Received: 18 June 2009

Accepted: 22 July 2009

Published: 28 September 2009

Abstract

Background

The diagnostic tools to predict the prognosis in patients suffering from breast cancer (BC) need further improvements. New technological achievements like the gene profiling of circulating tumour cells (CTC) could help identify new prognostic markers in the clinical setting. Furthermore, gene expression patterns of CTC might provide important informations on the mechanisms of tumour cell metastasation.

Materials and methods

We performed realtime-PCR and multiplex-PCR analyses following immunomagnetic separation of CTC. Peripheral blood (PB) samples of 63 patients with breast cancer of various stages were analyzed and compared to a control group of 14 healthy individuals.

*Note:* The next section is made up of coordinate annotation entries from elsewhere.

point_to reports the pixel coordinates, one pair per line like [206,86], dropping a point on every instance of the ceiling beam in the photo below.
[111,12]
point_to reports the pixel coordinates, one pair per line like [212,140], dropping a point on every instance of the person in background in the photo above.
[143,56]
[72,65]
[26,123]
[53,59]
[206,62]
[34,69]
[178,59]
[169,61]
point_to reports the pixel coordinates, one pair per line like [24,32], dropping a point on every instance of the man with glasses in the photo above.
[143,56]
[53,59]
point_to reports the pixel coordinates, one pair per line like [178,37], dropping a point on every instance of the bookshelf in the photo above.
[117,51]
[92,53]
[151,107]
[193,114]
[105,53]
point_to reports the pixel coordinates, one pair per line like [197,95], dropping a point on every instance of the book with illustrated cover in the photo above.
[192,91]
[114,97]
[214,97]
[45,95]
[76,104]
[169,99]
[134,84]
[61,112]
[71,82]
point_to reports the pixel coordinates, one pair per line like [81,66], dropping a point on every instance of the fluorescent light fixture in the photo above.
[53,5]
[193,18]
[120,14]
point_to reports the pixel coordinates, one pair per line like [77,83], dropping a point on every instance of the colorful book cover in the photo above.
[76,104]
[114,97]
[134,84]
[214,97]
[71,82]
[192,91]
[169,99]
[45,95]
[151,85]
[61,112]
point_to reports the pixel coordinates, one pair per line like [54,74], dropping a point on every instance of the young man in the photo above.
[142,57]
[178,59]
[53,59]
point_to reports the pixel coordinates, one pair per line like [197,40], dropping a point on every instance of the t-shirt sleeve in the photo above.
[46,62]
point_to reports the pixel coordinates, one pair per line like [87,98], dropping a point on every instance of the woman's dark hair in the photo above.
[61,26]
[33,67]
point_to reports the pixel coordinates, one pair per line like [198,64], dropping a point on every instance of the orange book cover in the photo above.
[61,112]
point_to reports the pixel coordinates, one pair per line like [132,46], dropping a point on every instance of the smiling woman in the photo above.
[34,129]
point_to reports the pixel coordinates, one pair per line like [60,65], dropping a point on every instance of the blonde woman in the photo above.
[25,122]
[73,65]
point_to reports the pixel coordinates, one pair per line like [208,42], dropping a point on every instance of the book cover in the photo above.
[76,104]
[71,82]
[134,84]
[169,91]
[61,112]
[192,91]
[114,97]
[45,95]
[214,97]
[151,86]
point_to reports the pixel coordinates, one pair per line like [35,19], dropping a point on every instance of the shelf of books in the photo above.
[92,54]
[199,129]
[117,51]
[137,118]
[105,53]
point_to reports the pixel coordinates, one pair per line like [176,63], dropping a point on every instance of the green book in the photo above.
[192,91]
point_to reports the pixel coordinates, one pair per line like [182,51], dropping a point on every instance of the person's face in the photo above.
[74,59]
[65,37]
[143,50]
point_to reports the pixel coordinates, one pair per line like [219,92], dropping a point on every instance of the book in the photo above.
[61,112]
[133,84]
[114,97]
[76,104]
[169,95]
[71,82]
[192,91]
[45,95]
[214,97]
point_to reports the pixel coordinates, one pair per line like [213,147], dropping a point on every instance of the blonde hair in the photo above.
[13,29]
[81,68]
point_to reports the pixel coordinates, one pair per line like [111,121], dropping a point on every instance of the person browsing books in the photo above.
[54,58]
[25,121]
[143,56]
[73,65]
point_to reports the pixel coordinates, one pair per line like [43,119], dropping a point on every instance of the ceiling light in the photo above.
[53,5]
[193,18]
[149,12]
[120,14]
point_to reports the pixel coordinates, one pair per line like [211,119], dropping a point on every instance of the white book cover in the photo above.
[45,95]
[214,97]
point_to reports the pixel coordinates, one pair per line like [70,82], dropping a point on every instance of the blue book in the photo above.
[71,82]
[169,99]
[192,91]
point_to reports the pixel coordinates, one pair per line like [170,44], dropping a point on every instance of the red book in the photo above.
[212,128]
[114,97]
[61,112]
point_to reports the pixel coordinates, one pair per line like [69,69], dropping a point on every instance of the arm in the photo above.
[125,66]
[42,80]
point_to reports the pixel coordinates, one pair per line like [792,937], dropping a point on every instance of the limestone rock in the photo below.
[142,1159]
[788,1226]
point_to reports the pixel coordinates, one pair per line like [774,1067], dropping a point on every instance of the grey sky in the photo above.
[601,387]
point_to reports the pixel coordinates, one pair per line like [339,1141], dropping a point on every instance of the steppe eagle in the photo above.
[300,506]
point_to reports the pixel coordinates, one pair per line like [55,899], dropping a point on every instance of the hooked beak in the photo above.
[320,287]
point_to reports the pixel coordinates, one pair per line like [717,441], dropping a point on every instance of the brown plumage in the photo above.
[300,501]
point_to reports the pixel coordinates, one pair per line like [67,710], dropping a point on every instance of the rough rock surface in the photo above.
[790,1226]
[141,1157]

After reverse-transcription, we performed multiplex PCR using primers for the genes ga733.3, muc-1 and c-erbB2. Mammaglobin1, spdef and c-erbB2 were analyzed applying realtime-PCR.

Results

ga733.2 overexpression was found in 12.7% of breast cancer cases, muc-1 in 15.9%, mgb1 in 9.1% and spdef in 12.1%. In this study, c-erbB2 did not show any significant correlation to BC, possibly due to a highly ambient expression. Besides single gene analyses, gene profiles were additionally evaluated. Highly significant correlations to BC were found in single gene analyses of ga733.2 and muc-1 and in gene profile analyses of ga733.3*muc-1 and GA7 ga733.3*muc-1*mgb1*spdef.

Conclusion

Our study reveals that the single genes ga733.3, muc-1 and the gene profiles ga733.3*muc-1 and ga733.3*3muc-1*mgb1*spdef can serve as markers for the detection of CTC in BC. The multigene analyses found highly positive levels in BC patients. Our study indicates that not single gene analyses but subtle patterns of multiple genes lead to rising accuracy and low loss of specificity in detection of breast cancer cases.

Keywords

Mamma carcinoma pcr gene profile

Introduction

Circulating tumour cells (CTC) have been shown to play a major role in breast cancer (BC) tumour biology and may have a prognostic value in patients with metastatic disease [1] Primary tumour architectural characteristics may define its ability to metastize [2, 4548]. Weak cell-cell connections lead to the dissemination of tumour cells via blood and lymph vessels [3]. Tumour cells entering the circulation depend on the organ microenvironment in order to be able to colonize tissues and to proliferate [47].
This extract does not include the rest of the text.